Actually it’s more like 7.03 or 7.04. What tends to happen most mornings is that I sit in front of my computer for almost two hours, miserably poking at the keyboard, getting nowhere with my book, until about 6.54, at which point inspiration strikes, and off I go, typing furiously and trying to ignore the little clock in the corner of the screen, which is why we are often running a bit late.
When I finally pull myself away from the computer, I walk across the corridor and open Hallam’s door. He is almost always awake, quietly reading a book. He looks up, mutters hi, closes the book, and comes with me to wake up Catherine. We go into his sister’s room together. I open the blinds while he shoves one of her menagerie of soft furry animals into her face, which will elicit either a giggle or a stern instruction to leave her alone. After a few minutes’ coaxing, she will allow herself to be lifted out of bed, be shod with pink fluffy slippers, and carried downstairs. The sensation of her arms wrapped around my neck and her warm cheek next to mine erases all the frustrations of the previous two hours of fruitless literary endeavor. By the time we reach the bottom of the stairs, she is fully awake and (usually) in a splendid mood.

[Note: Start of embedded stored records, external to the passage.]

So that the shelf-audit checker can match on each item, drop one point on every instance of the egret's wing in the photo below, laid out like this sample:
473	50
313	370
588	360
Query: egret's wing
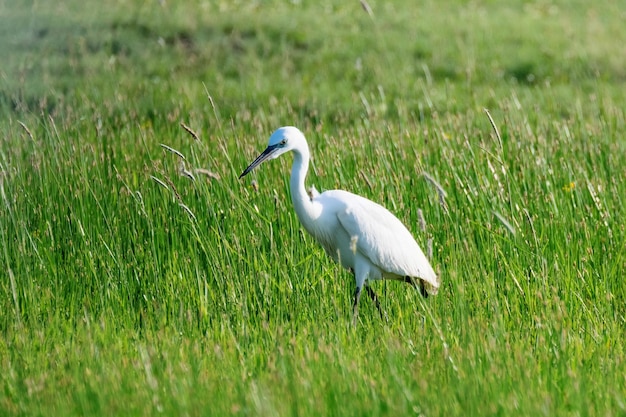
383	239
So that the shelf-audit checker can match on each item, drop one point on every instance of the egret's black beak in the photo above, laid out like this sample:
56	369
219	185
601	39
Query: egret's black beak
267	153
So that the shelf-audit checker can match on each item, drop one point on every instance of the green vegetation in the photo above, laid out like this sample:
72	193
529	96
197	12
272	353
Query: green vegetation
127	288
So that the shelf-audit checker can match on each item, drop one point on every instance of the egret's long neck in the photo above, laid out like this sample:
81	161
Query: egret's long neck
301	201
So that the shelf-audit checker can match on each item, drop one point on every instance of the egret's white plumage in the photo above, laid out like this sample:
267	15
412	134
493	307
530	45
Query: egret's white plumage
361	235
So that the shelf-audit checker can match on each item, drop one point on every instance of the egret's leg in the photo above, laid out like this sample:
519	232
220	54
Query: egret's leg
355	305
422	287
361	271
374	298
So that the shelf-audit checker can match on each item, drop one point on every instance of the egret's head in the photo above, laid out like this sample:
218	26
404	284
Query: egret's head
282	140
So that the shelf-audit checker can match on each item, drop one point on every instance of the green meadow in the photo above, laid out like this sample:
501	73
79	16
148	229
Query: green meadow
140	277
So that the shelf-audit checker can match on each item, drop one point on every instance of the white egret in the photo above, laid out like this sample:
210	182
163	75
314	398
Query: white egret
362	236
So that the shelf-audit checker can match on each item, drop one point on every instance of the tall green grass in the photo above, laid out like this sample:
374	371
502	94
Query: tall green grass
128	287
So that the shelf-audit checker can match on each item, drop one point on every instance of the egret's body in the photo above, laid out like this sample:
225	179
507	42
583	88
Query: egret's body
361	235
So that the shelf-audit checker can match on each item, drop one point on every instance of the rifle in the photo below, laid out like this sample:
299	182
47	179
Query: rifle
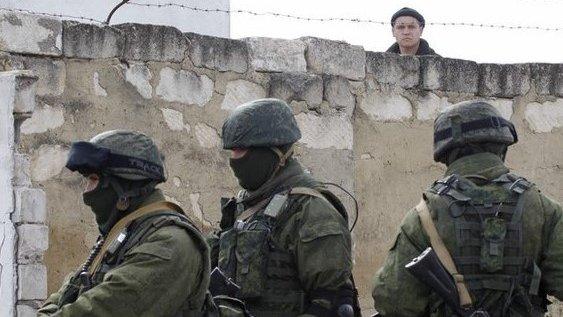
220	284
428	269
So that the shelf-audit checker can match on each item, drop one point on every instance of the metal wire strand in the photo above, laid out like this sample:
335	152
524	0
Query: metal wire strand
55	15
341	19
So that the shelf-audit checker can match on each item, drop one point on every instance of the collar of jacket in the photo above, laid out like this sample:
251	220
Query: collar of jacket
423	48
487	165
291	175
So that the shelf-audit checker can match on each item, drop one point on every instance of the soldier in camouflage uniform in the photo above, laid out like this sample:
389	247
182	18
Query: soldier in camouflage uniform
284	239
504	235
149	260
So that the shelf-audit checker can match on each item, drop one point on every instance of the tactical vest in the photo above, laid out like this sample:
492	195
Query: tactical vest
265	271
137	232
502	277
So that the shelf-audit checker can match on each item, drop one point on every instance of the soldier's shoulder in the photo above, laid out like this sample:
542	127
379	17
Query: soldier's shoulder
171	239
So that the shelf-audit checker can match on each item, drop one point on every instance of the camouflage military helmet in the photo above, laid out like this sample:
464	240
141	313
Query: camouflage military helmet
126	154
471	122
260	123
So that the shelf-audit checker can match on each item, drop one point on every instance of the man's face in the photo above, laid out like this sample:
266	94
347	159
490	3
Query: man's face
407	31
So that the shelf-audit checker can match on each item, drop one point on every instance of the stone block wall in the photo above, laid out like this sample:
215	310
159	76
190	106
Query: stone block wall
24	235
366	119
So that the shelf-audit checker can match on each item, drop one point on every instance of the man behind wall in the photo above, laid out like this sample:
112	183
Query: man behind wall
407	26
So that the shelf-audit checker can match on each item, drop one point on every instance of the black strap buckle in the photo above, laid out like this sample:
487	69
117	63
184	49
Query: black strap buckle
495	121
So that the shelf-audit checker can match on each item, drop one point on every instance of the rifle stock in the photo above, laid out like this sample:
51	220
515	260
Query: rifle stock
220	284
428	269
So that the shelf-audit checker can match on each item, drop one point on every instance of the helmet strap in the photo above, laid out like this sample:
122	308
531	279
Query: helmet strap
282	158
124	197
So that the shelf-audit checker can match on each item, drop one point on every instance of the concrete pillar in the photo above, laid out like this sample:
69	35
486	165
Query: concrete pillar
17	98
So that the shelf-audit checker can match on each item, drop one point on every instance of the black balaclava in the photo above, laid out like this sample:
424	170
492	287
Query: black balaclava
498	149
103	200
255	168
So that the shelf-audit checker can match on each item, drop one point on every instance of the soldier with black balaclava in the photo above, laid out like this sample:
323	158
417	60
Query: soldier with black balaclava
284	239
149	259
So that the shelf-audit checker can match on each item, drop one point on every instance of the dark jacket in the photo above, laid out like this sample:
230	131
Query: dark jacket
423	49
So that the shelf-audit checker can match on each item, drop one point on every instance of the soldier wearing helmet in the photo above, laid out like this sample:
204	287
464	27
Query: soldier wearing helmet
149	260
504	236
284	239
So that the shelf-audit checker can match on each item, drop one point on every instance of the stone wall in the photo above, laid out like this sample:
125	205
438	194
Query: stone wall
24	235
366	117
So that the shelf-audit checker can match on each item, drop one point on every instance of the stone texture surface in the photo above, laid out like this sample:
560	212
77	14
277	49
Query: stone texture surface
32	282
30	34
323	132
25	89
386	106
92	41
33	240
444	74
544	78
430	105
139	75
48	161
338	92
99	90
381	150
297	86
184	87
43	119
241	91
174	119
30	205
207	136
218	53
22	170
393	69
335	58
505	106
558	89
504	80
545	117
145	42
51	75
276	55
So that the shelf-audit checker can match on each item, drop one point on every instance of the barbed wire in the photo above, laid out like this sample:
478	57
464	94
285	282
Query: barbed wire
341	19
283	15
55	15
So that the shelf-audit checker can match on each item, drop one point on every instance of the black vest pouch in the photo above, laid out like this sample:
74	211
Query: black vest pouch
492	249
252	257
227	260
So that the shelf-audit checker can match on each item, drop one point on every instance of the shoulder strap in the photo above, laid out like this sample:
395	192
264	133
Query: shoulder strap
438	245
308	191
126	221
323	194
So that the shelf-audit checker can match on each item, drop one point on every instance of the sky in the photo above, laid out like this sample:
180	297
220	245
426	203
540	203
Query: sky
473	43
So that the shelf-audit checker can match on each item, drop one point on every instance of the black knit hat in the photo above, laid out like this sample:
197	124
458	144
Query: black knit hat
408	12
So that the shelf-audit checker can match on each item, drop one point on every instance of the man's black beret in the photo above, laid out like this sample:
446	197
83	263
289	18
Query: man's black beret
408	12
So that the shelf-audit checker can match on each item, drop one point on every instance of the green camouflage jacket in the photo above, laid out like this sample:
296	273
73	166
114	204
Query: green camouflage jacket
313	254
397	293
160	276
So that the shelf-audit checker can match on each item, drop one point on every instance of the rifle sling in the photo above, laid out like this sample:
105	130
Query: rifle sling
247	213
126	221
442	252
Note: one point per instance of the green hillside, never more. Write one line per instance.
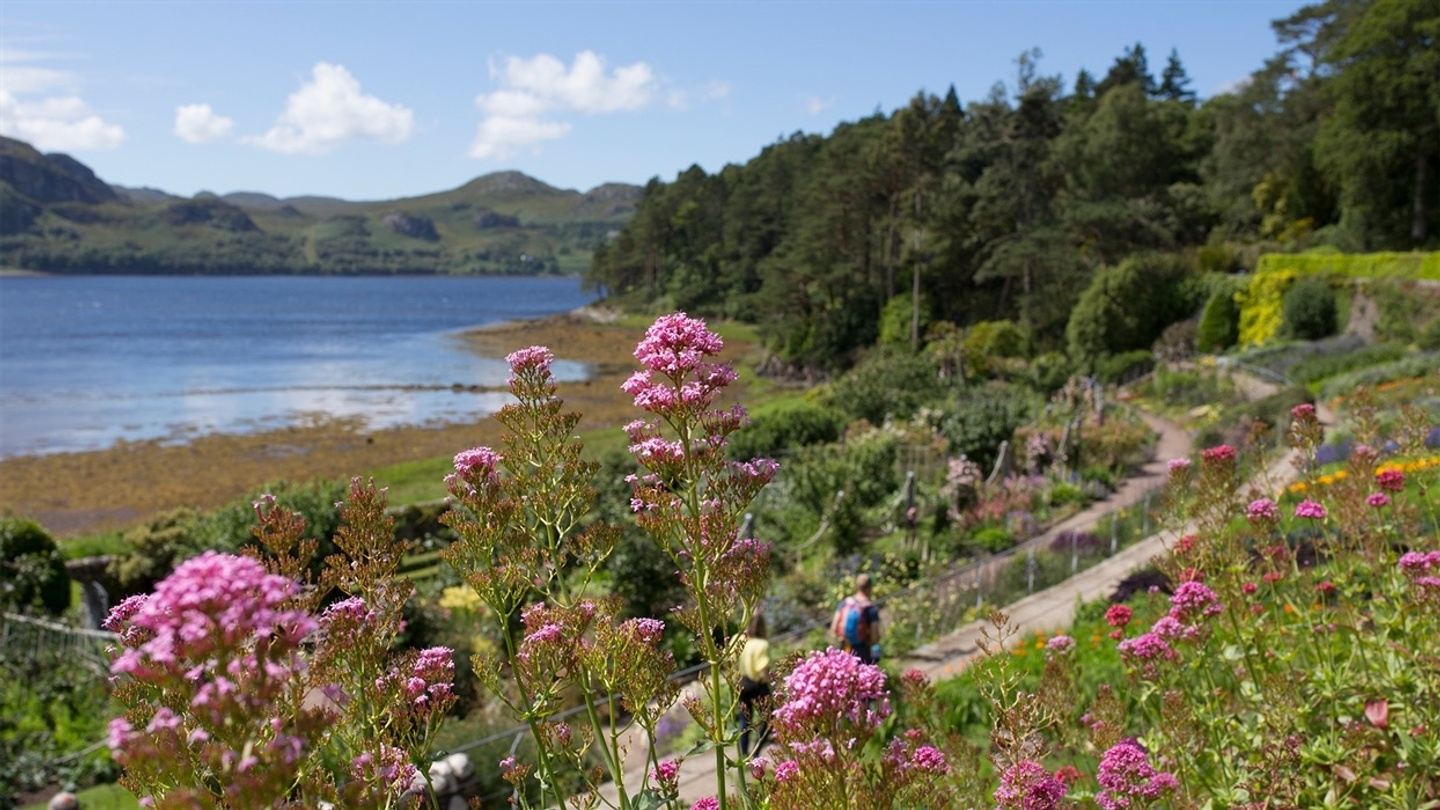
(56, 216)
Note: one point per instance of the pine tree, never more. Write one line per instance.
(1175, 81)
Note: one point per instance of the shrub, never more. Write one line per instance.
(1309, 310)
(992, 539)
(984, 417)
(1321, 366)
(1218, 325)
(1126, 366)
(32, 571)
(1177, 342)
(786, 425)
(1128, 306)
(887, 385)
(990, 339)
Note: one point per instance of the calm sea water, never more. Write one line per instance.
(91, 361)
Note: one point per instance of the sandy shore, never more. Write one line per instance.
(75, 493)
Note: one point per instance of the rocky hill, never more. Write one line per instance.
(58, 216)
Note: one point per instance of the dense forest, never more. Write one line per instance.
(1008, 206)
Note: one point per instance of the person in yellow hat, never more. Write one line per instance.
(755, 681)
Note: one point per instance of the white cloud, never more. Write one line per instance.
(329, 110)
(583, 87)
(533, 92)
(56, 124)
(498, 136)
(198, 123)
(51, 123)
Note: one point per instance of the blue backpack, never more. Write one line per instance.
(854, 624)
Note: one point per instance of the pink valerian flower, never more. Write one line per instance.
(667, 776)
(1028, 786)
(1118, 616)
(828, 692)
(1171, 629)
(1262, 510)
(1148, 649)
(477, 460)
(1378, 712)
(532, 358)
(677, 343)
(786, 770)
(431, 681)
(1218, 454)
(1416, 562)
(1194, 600)
(648, 630)
(1129, 780)
(1390, 479)
(210, 603)
(928, 758)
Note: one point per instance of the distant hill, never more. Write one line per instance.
(58, 216)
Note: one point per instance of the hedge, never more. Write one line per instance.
(1260, 300)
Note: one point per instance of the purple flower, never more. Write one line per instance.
(1028, 786)
(929, 760)
(1129, 780)
(478, 459)
(828, 691)
(1060, 644)
(530, 358)
(1194, 600)
(1262, 510)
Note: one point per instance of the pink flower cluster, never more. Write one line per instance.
(1129, 780)
(1262, 510)
(210, 603)
(667, 776)
(831, 691)
(478, 460)
(1423, 568)
(676, 346)
(532, 358)
(432, 676)
(1218, 454)
(1193, 601)
(1028, 786)
(1390, 479)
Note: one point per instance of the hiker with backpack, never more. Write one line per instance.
(857, 623)
(755, 682)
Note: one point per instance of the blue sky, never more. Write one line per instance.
(378, 100)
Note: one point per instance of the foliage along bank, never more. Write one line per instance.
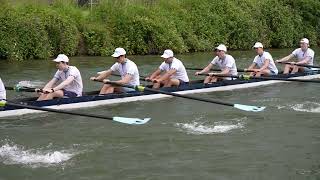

Breakfast options chez George are varied, although Catherine always starts with Lucky Charms, from which she will expertly pick out the marshmallows, leaving the theoretically healthy stuff well alone. The three of us eat together. Sometimes we talk, sometimes we don’t. Hallam will often drill his sister on the countries in South America, or have a philosophical conundrum for me. At some point during all this Christina will return home from her early morning walk, and we are four again.
Life being as busy as it is, I often don’t get home until after the children are in bed. It makes me all the more grateful for our little morning routine, a short but unutterably sweet moment before the day has got its claws into any of us.